The goal of this study is to compare the blood pressure control ability with HPI, ClearSight, and conventional NIBP during neuraxial anesthesia in cesarean section. The main question it aims to answer is:

Anesthesiologists can have a better control of blood pressure during cesarean section with HPI than with conventional NIBP.

During the surgery, the participants will be monitored with standard monitor and HPI with ClearSight and will be randomly assigned to three groups, including HPI group, ClearSight group, and NIBP group. Anesthesiologists will treat intraoperative hypotension with different protocols according to the participants' allocation. Investigators will compare the time-weighted average mean arterial pressure < 65mmHg with in three groups. Secondary outcomes includes the intraoperative hypotension rate, total duration of hypotension, the hypotension symptoms and signs of parturients.

Condition or Disease Intervention/Treatment Phase
  • Device: hypotension prediction index derived from non-invasive arterial pressure waveforms
  • Device: non-invasive arterial pressure waveforms
 N/A

Study Design

Study Type:
Interventional
Anticipated Enrollment :
255 participants
Allocation:
Randomized
Intervention Model:
Parallel Assignment
Masking:
Single (Participant)
Primary Purpose:
Treatment
Official Title:
Comparisons of the Blood Pressure Control Ability Between Hypotension Prediction Index With Non-invasive Continuous Arterial Pressure Waveforms, Continuous Blood Pressure Monitoring With Non-invasive Continuous Arterial Pressure Waveforms, and Intermittent Blood Pressure Monitoring With Conventional Non-invasive Blood Pressureduring Neuraxial Anesthesia in Cesarean Section: a Randomized Controlled Trial
Anticipated Study Start Date :
Jan 1, 2023
Anticipated Primary Completion Date :
Dec 1, 2024
Anticipated Study Completion Date :
Dec 1, 2024

Arms and Interventions

Arm Intervention/Treatment
Experimental: HPI

Standard intraoperative monitor and non-invasive continuous arterial pressure waveforms (ClearSight) are set up in this group.

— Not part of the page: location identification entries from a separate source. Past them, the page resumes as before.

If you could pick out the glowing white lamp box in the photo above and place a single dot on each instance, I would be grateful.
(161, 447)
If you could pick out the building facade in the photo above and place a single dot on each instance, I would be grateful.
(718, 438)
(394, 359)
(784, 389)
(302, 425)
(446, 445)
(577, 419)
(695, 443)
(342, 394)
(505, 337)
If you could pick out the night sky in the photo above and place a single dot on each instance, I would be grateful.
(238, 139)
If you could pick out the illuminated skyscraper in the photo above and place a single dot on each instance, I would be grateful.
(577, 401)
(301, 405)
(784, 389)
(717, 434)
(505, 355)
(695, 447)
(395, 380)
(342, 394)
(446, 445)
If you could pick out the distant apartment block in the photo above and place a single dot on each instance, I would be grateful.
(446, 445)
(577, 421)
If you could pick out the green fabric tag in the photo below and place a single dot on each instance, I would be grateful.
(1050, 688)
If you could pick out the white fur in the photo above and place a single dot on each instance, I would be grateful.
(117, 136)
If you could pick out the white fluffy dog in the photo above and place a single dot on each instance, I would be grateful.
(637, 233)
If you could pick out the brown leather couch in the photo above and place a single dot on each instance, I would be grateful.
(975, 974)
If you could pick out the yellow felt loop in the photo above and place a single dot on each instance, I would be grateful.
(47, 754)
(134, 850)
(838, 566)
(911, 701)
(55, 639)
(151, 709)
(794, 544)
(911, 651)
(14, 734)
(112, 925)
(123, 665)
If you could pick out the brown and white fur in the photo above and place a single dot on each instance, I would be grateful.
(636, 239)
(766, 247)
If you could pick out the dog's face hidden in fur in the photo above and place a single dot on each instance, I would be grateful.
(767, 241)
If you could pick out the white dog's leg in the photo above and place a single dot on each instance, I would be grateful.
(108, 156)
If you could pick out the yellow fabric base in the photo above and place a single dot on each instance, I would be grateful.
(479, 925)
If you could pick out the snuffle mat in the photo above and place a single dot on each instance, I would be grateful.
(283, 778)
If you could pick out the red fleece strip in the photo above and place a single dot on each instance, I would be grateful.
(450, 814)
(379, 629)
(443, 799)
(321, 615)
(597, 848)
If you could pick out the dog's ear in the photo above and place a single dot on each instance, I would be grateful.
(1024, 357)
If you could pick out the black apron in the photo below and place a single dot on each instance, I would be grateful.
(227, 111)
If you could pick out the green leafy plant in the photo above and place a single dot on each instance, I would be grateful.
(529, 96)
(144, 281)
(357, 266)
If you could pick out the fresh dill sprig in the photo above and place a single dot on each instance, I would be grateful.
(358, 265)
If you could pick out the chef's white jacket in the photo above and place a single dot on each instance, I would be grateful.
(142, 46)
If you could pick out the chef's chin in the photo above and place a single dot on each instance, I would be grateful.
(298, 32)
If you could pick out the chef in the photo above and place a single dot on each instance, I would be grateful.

ClearSight data and hypotension prediction index (HPI) derived from ClearSight are used for recording and monitoring. Blood pressure is monitored with ClearSight and HPI. Attending anesthesiologists controlled the blood pressure according to HPI values. Maintain HPI below 85 HPI > 85 and heart rate > 60/min, IV bolus norepinephrine 5-10 mcg HPI > 85 and heart rate < 60/min, IV bolus norepinephrine 5-10 mcg with atropine 0.01 mg/kg

Device: hypotension prediction index derived from non-invasive arterial pressure waveforms
The Hypotension Prediction Index (HPI) is an algorithm based on the complex analysis of features in high-fidelity arterial pressure waveform recordings developed to observe subtle signs that could predict the onset of hypotension in surgical and intensive care unit patients. HPI is a unitless number that ranges from 1 to 100, and as the number increases, the likelihood of a hypotensive event (MAP <65 mm Hg for more than 1 minute) occurring in the near future increases. In a validation study on HPI conducted in patients under general anesthesia, the algorithm, at its optimal value, predicted hypotension with both sensitivity and specificity of 86% 5 minutes before the event. Measurement of the arterial pressure waveforms using a finger cuff (ClearSight) is well established.
Active Comparator: ClearSight

Standard intraoperative monitor and non-invasive continuous arterial pressure waveforms (ClearSight) are set up in this group. ClearSight data and HPI derived from ClearSight are used for recording, and HPI are masked for attending anesthesiologists. Blood pressure is monitored with ClearSight. Attending anesthesiologists controlled the blood pressure according to continuous arterial pressure values. Maintain mean arterial pressure (MAP) above 65 mmHg MAP < 65mmHg and heart rate > 60/min, IV bolus norepinephrine 5-10 mcg MAP < 65mmHg and heart rate < 60/min, IV bolus norepinephrine 5-10 mcg with atropine 0.01 mg/kg

Device: non-invasive arterial pressure waveforms
ClearSight is a non-invasive hemodynamic monitoring device using digital-cuff and volume-clamp technology to obtain a continuous arterial blood pressure waveform. Continuous finger blood pressure measurement is established by wrapping the cuff around the middle phalanx of a finger. The area under the waveform curve is analyzed using a unique algorithm that serves to calculate the arterial blood pressure, stroke volume (SV) and CO.
No Intervention: NIBP

Standard intraoperative monitor and non-invasive continuous arterial pressure waveforms (ClearSight) are set up in this group. ClearSight data and HPI derived from ClearSight are used for recording, and are masked for attending anesthesiologists. Blood pressure is monitored with conventional non-invasive blood pressure (NIBP). Attending anesthesiologists controlled the blood pressure according to continuous arterial pressure values. Maintain mean arterial pressure (MAP) above 65 mmHg MAP < 65mmHg and heart rate > 60/min, IV bolus norepinephrine 5-10 mcg MAP < 65mmHg and heart rate < 60/min, IV bolus norepinephrine 5-10 mcg with atropine 0.01 mg/kg

Outcome Measures

Primary Outcome Measures

  1. time-weighted MAP below 65 mmHg [through the surgery completion, an average of 1.5 hours]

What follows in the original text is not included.